To prevent the formation of plutonium-240, it is necessary to remove plutonium from a nuclear reactor after only a relatively short period of irradiation. This necessarily means that the concentration of plutonium in the fuel is relatively low. One needs to process lots of fuel with short irradiation times, adding a great deal of expense. Moreover, one can not ordinarily accomplish this with any kind of reactor. Although one could in theory use a reactor of the CANDU type, which allows continuous fueling, most nations that have produced nuclear weapons based on plutonium have used a reactor of the Chernobyl type, a graphite moderated reactor. (Only one such reactor was ever connected to the power grid in the United States, the "N-reactor" in Washington State - its primary mission was to make plutonium for weapons and the power was considered a "side product.")
During the Clinton administration the energy secretary, Hazel O'Leary announced that the United States had conducted a nuclear test in the 1960's using so called "reactor grade" plutonium - plutonium having a significant fraction of the isotope plutonium-240, plutonium typical of that made in commercial power nuclear reactors. The bomb, according to Ms. O'Leary worked; however its yield was low. We do not know all of the technical details, but it appears that it was very difficult to assemble the bomb, and the high radiation meant that it would not be very stable for long periods of time - it would degrade quickly. The weapons designers were very concerned that it would go critical before expected. This would not ordinarily result in a nuclear explosion, but would result in a momentary small flash of radiation in the immediate area, a flash that could easily be contained in a small room.
But - with great difficulty - using the premier weapons laboratory in the world at that time, the bomb was built and successfully tested.

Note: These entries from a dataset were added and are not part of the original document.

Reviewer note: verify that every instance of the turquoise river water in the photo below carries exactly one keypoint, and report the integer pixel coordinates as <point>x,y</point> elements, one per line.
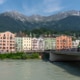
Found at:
<point>38,70</point>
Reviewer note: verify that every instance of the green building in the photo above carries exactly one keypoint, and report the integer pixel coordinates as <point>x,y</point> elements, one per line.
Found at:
<point>49,43</point>
<point>18,41</point>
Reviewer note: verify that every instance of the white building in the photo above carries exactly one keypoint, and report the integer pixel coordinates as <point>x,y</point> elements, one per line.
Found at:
<point>27,44</point>
<point>38,44</point>
<point>34,44</point>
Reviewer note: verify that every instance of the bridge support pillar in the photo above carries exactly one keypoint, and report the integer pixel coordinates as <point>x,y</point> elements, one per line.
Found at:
<point>63,57</point>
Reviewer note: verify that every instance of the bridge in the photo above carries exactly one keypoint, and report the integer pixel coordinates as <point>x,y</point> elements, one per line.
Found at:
<point>64,55</point>
<point>60,55</point>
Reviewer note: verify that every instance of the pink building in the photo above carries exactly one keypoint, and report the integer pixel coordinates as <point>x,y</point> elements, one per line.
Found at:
<point>7,42</point>
<point>35,44</point>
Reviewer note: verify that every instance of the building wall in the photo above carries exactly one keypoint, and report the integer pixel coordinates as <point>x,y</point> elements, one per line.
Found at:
<point>7,42</point>
<point>34,44</point>
<point>27,43</point>
<point>75,44</point>
<point>41,44</point>
<point>19,42</point>
<point>49,43</point>
<point>63,42</point>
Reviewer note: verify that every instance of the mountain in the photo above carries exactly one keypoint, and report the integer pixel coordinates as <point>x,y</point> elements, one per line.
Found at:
<point>64,21</point>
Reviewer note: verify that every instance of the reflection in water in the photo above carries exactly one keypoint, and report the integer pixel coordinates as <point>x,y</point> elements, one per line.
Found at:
<point>38,70</point>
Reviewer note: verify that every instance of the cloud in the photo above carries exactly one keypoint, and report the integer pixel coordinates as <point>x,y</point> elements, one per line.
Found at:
<point>52,6</point>
<point>2,1</point>
<point>43,7</point>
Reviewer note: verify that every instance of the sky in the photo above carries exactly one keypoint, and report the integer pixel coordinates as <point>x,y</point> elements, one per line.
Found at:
<point>39,7</point>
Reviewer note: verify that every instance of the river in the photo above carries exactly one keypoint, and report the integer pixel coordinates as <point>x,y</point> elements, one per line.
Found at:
<point>38,70</point>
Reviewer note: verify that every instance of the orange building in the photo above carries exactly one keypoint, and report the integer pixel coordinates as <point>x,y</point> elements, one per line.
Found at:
<point>63,42</point>
<point>7,42</point>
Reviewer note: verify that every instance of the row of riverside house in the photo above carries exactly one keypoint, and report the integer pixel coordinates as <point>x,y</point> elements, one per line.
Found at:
<point>10,42</point>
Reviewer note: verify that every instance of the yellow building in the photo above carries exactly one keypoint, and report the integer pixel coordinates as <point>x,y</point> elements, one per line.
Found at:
<point>27,44</point>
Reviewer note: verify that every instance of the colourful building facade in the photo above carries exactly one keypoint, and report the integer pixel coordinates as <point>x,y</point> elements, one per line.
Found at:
<point>18,43</point>
<point>63,42</point>
<point>49,43</point>
<point>27,43</point>
<point>7,42</point>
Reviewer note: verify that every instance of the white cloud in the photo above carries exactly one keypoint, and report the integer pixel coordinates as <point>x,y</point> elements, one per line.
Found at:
<point>52,6</point>
<point>43,7</point>
<point>2,1</point>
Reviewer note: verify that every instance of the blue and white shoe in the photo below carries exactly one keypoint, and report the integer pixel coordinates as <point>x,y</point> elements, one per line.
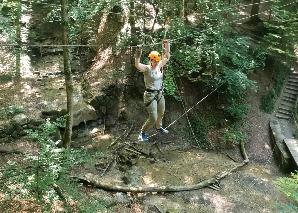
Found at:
<point>162,130</point>
<point>143,137</point>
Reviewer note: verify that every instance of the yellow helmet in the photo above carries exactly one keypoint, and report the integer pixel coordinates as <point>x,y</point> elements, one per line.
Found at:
<point>155,56</point>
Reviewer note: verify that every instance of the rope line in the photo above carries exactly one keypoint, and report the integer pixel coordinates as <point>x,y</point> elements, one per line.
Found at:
<point>149,45</point>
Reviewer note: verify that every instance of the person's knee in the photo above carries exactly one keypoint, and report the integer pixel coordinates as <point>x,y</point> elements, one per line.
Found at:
<point>153,118</point>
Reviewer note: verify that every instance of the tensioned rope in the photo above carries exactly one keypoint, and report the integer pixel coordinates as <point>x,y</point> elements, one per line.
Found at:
<point>212,90</point>
<point>131,46</point>
<point>124,2</point>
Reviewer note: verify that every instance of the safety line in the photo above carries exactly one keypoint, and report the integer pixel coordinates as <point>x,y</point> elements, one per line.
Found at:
<point>184,109</point>
<point>194,106</point>
<point>127,3</point>
<point>182,115</point>
<point>149,45</point>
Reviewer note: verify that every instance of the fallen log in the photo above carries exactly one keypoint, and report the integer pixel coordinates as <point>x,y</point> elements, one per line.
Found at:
<point>95,181</point>
<point>243,152</point>
<point>10,151</point>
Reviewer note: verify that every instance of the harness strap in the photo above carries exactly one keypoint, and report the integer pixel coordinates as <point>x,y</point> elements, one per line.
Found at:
<point>155,97</point>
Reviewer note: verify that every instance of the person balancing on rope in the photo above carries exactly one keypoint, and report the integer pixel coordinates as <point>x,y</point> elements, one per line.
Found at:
<point>153,96</point>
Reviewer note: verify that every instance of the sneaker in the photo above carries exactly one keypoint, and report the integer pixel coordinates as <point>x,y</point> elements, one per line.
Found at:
<point>143,137</point>
<point>162,130</point>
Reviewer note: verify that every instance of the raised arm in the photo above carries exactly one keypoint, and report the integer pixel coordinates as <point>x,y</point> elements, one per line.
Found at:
<point>166,52</point>
<point>141,67</point>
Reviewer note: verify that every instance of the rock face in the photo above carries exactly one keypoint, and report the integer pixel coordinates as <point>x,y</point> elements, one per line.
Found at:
<point>87,113</point>
<point>277,139</point>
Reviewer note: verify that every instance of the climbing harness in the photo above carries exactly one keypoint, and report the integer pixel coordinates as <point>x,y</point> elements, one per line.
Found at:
<point>155,97</point>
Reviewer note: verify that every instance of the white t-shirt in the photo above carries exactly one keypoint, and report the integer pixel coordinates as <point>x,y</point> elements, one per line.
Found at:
<point>153,77</point>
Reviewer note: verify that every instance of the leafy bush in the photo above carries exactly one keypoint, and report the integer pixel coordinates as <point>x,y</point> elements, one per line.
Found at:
<point>201,130</point>
<point>267,101</point>
<point>11,111</point>
<point>236,111</point>
<point>37,177</point>
<point>233,135</point>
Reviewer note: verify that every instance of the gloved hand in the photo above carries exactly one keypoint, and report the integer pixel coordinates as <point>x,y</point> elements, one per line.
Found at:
<point>165,43</point>
<point>138,52</point>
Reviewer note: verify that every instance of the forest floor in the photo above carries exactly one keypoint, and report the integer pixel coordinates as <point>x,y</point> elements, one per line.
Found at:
<point>250,189</point>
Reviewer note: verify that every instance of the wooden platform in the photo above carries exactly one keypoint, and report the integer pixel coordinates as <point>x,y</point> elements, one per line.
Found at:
<point>292,145</point>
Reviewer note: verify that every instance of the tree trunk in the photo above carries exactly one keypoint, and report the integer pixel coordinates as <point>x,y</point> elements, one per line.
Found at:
<point>254,18</point>
<point>68,77</point>
<point>182,12</point>
<point>18,38</point>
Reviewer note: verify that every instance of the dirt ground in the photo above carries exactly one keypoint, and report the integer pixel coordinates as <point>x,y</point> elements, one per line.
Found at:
<point>249,189</point>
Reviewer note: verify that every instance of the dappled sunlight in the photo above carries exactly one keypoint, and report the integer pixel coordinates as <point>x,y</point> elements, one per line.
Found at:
<point>148,180</point>
<point>26,69</point>
<point>104,59</point>
<point>7,60</point>
<point>7,85</point>
<point>27,90</point>
<point>188,179</point>
<point>103,21</point>
<point>219,202</point>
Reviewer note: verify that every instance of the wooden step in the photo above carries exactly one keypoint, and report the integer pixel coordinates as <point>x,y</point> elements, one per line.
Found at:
<point>289,95</point>
<point>288,100</point>
<point>291,80</point>
<point>292,84</point>
<point>287,104</point>
<point>291,92</point>
<point>282,116</point>
<point>292,146</point>
<point>292,88</point>
<point>284,112</point>
<point>286,108</point>
<point>293,76</point>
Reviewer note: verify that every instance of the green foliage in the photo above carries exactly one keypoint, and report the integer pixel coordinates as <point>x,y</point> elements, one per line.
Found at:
<point>233,135</point>
<point>282,33</point>
<point>38,174</point>
<point>267,101</point>
<point>201,128</point>
<point>236,111</point>
<point>289,186</point>
<point>11,111</point>
<point>280,73</point>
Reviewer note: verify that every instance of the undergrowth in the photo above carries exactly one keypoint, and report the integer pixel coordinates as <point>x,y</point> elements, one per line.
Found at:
<point>39,176</point>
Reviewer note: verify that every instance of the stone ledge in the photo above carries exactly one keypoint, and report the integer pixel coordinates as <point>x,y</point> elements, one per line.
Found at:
<point>279,147</point>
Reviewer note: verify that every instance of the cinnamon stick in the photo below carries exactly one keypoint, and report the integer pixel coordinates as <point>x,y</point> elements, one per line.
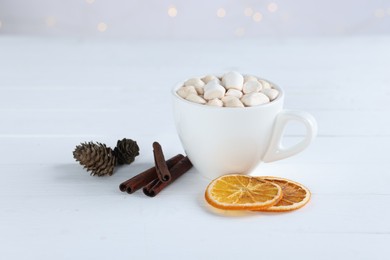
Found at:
<point>154,187</point>
<point>161,167</point>
<point>145,177</point>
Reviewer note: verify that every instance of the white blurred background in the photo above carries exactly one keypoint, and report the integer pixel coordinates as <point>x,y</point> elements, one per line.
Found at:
<point>189,19</point>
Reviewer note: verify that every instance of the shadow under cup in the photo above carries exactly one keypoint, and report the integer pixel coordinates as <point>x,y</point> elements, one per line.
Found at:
<point>224,140</point>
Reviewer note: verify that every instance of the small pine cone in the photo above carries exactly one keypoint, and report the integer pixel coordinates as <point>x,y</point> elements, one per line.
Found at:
<point>126,150</point>
<point>97,158</point>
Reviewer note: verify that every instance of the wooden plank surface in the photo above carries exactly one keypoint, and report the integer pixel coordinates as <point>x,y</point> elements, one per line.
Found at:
<point>56,93</point>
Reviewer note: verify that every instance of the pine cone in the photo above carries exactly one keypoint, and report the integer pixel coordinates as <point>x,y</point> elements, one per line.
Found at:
<point>126,150</point>
<point>97,158</point>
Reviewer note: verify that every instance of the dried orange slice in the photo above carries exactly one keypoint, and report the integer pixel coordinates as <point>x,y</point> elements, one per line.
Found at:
<point>295,195</point>
<point>241,192</point>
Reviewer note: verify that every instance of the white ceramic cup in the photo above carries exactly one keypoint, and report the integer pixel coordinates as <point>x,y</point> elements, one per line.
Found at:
<point>224,140</point>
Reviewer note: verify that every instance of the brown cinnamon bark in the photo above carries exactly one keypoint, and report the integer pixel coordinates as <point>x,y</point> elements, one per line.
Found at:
<point>161,167</point>
<point>154,187</point>
<point>142,179</point>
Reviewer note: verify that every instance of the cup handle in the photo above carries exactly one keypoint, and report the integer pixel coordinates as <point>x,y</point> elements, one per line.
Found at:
<point>276,151</point>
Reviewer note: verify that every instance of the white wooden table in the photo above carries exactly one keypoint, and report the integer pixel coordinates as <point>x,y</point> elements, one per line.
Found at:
<point>57,93</point>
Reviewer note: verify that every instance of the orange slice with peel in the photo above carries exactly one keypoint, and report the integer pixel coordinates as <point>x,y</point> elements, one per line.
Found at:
<point>295,195</point>
<point>241,192</point>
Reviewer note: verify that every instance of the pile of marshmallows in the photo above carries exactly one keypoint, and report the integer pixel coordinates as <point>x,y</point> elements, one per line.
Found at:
<point>232,90</point>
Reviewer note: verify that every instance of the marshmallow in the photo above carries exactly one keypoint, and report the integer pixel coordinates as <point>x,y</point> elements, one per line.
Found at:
<point>208,78</point>
<point>195,98</point>
<point>186,90</point>
<point>231,101</point>
<point>234,92</point>
<point>252,86</point>
<point>271,93</point>
<point>233,80</point>
<point>249,78</point>
<point>214,91</point>
<point>199,90</point>
<point>196,82</point>
<point>215,102</point>
<point>265,84</point>
<point>254,99</point>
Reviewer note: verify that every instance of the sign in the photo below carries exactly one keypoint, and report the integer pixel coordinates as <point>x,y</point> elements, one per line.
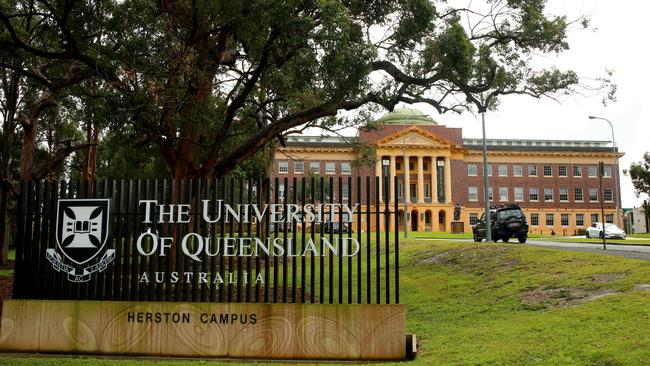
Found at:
<point>81,233</point>
<point>225,268</point>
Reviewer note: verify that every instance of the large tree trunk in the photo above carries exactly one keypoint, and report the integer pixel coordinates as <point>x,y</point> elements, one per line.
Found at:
<point>30,128</point>
<point>6,191</point>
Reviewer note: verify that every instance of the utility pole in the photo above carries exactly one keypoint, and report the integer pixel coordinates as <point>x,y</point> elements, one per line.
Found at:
<point>601,171</point>
<point>488,224</point>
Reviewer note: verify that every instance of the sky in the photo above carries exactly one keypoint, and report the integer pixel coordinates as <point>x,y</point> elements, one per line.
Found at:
<point>615,41</point>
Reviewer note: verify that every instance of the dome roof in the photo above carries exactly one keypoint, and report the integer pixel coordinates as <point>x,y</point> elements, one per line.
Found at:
<point>406,116</point>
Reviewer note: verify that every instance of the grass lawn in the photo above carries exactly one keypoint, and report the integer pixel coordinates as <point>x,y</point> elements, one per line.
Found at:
<point>506,304</point>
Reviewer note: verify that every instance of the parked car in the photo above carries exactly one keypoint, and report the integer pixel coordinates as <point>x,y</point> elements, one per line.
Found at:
<point>506,221</point>
<point>336,228</point>
<point>611,231</point>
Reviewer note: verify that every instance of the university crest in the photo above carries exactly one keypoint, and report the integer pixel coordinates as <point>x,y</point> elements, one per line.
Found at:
<point>81,236</point>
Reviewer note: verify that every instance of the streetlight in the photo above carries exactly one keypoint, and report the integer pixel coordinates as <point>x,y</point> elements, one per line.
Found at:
<point>488,224</point>
<point>616,182</point>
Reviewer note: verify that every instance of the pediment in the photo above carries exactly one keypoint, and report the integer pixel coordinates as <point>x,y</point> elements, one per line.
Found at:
<point>415,137</point>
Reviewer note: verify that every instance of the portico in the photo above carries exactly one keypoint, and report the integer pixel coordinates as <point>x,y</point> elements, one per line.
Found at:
<point>421,161</point>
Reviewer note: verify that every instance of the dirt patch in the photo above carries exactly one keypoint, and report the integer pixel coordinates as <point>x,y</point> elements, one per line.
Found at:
<point>544,297</point>
<point>606,277</point>
<point>471,259</point>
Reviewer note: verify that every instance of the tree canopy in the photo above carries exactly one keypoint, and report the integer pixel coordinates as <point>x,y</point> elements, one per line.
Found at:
<point>640,174</point>
<point>204,85</point>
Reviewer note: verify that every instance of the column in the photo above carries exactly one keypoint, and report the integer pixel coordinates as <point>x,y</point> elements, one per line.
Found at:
<point>434,181</point>
<point>420,179</point>
<point>392,172</point>
<point>407,181</point>
<point>378,174</point>
<point>447,179</point>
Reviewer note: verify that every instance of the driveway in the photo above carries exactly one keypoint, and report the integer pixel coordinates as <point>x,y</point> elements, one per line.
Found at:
<point>627,251</point>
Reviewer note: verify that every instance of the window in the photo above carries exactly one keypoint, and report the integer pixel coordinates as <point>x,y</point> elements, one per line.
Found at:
<point>472,193</point>
<point>299,167</point>
<point>591,170</point>
<point>550,220</point>
<point>473,218</point>
<point>594,218</point>
<point>472,170</point>
<point>533,194</point>
<point>503,194</point>
<point>548,194</point>
<point>609,194</point>
<point>607,171</point>
<point>577,195</point>
<point>548,171</point>
<point>519,194</point>
<point>564,194</point>
<point>564,219</point>
<point>577,171</point>
<point>283,166</point>
<point>534,219</point>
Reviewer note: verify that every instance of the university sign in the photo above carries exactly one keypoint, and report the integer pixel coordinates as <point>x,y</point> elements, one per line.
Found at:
<point>81,233</point>
<point>220,268</point>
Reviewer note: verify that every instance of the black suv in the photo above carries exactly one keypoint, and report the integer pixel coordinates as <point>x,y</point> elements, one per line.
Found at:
<point>507,221</point>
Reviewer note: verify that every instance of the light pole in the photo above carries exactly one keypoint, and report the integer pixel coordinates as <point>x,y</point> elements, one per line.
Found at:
<point>488,224</point>
<point>405,191</point>
<point>616,181</point>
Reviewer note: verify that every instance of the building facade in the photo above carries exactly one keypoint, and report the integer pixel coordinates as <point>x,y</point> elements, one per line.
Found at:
<point>554,181</point>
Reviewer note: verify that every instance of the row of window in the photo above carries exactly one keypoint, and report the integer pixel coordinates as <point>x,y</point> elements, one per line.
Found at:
<point>547,170</point>
<point>548,194</point>
<point>565,219</point>
<point>314,167</point>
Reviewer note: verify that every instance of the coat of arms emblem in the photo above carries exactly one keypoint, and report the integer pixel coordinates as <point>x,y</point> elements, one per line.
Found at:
<point>81,236</point>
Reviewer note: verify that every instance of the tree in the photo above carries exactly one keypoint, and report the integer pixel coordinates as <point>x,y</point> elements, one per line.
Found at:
<point>640,174</point>
<point>210,83</point>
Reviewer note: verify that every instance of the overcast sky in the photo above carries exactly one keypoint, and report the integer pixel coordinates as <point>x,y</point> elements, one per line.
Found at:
<point>616,41</point>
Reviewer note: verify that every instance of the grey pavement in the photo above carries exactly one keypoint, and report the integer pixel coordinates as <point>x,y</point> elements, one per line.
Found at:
<point>627,251</point>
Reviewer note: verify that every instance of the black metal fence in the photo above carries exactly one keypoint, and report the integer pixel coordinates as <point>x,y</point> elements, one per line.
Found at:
<point>370,276</point>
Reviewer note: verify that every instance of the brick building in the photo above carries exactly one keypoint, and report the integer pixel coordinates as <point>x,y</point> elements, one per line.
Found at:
<point>554,181</point>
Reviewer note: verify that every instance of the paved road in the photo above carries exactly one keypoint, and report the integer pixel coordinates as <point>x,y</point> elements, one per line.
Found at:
<point>627,251</point>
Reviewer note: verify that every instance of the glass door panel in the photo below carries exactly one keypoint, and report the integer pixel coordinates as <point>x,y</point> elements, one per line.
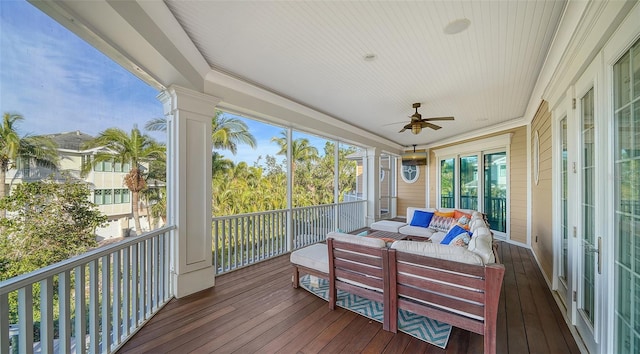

North Korea, however, is a primitive backward country ruled by a Xenophobic dictator. One cannot imagine that the technical base in that country is world class.
I would not be surprised to learn that the North Korean test was a failure - because making nuclear weapons is not as easy as people are likely to believe. We know from released information that the Koreans were reprocessing nuclear fuel to get their plutonium. This again we can tell from the isotopic signatures of the gases I described earlier. We also know that the North Koreans are poor, and probably could afford only a limited amount of nuclear fuel. The temptation to push the envelope on the idea isotopic content must have been considerable - since to get enough plutonium requires lots of fuel. (Remember the low concentrations.)
I suspect that the North Korean test was a failure and that the difficulty stemmed from the quality of the plutonium they were able to produce.
We know of course that Dick Cheney's claim about the Niger uranium was not only a lie, but was - if you know how nuclear technology actually works - on its face ridiculous. It is not easy to make nuclear weapons, not in North Korea, not in Saddam era Iraq, and not in Iran.
Knowing this will make it more difficult to manipulate you.